Com os meses sem sair de casa, além do emocional, o corpo também começa a se manifestar, como consequência do sedentarismo. Valdete conta que tem problema de coluna e de joelho e que deixar de frequentar as aulas de hidrogisnática fez com que as dores surgissem.

"Largar da hidro assim, rapidamente, porque foi assim uma coisa que não preparou pra largar e aí tô sentindo a coluna, tô sentindo o joelho, tá um problema sério. Eu levanto, faço os meus exercícios em casa mesmo, mas nunca é a mesma coisa [...] Isso tudo de parar repentinamente foi muito ruim pra mim e pra ele também", diz, em referência ao marido, que também fazia fisioterapia.

Regina Margarida, 71 anos, passa pelo mesmo problema. "A gente sente solidão, muita tristeza, o corpo sente, sem fazer exercício. Eu caminhava... A gente não pode mais caminhar. E fazer exercício em casa sozinha, a gente fica sem estímulo. Perdi massa... Eu tô sentindo [dores], quando a gente fica sentada muito tempo, que levanta", diz ela.

Antes moradora de Salvador, onde vivia sozinha, Régi, como é conhecida, se mudou para Ilhéus, onde a maior parte da sua família mora. "Eu gosto, eu amo Salvador. Mas aí nessa quarentena eu comecei a refletir. Comecei a me sentir sozinha e pensava 'meu Deus, eu tenho que tá próxima da minha família'", conta.

Não bastasse o impacto da mudança, três dias após chegar à cidade do sul da Bahia, Regina foi diagnosticada com coronavírus. "Se eu tivesse tido lá em Salvador, sozinha, com certeza eu teria morrido. Deus não faz nada por acaso. Essa decisão que eu tomei não foi por acaso, com certeza", diz Regina, que segue as orientações de precaução dos órgãos de saúde mesmo depois de curada da Covid-19: "Ninguém sabe se vai ter a segunda vez".

Mesmo aliviada após escapar da doença e satisfeita com as mudanças, Régi tem enfrentado desafios similares ao de dona Valdete. Ela procura ter uma rotina ativa, em casa, para manter a saúde mental. "Procuro fazer atividades. Tenho a vida muito ativa dentro de casa. Sou artesã... Se eu não tivesse essas atividades, com certeza teria entrado numa depressão", conta Régi, que tem uma vizinha que está com doença.
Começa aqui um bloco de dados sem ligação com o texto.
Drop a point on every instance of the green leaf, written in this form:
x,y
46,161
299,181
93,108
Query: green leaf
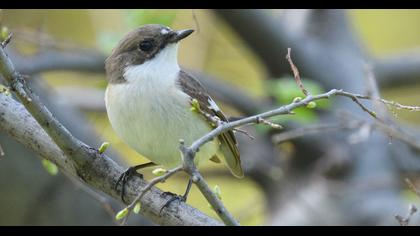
x,y
159,171
195,105
137,208
217,191
285,90
121,214
50,167
311,105
103,147
4,33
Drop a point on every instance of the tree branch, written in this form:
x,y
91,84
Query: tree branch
x,y
76,158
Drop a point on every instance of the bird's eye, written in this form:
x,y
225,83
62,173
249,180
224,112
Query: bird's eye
x,y
146,46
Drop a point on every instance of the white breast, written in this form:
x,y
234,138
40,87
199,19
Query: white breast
x,y
151,114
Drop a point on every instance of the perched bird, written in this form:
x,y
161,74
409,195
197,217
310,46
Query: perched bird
x,y
149,100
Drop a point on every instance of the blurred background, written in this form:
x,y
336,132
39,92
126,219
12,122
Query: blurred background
x,y
351,175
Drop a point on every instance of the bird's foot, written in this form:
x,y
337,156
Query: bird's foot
x,y
173,198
A psicóloga Ana Brandino, especialista no atendimento de idosos, acompanha o conselho de Regina. "Esse vírus é como se fosse um objeto pesado que a gente tem que carregar. A gente tem a opção de não carregar? Não tem. A gente tem que enfrentar. A pandemia está aí, e nós temos que viver com ela. Então, é um objeto pesado que a gente carrega. Se nós estamos bem nutridos, descansados, com apoio, nós conseguimos carregar. É difícil? É difícil. Está todo mundo cansado? Está. Mas a gente consegue. Agora, se nós estamos descuidados, cansados, sem fazer um exercício físico, sem cuidar da própria saúde mental, sem se preocupar com qualidade de vida, a chance de ser um peso muito grande e você não tolerar é muito maior", diz a profissional.

Apesar do susto e dos dias com medo, dona Regina garante que a experiência de ter o coronavírus e as mudanças provocadas pela pandemia na sua vida fizeram ela se transformar: "Acho que essa Covid veio pra humanizar muita gente. Mudar o pensamento das pessoas... De repente, mudou. Tô com outro pensamento. Coisas que eu achava que valia a pena não valem mais. Nesse momento, o que vale é o amor da família, o amor de amigo".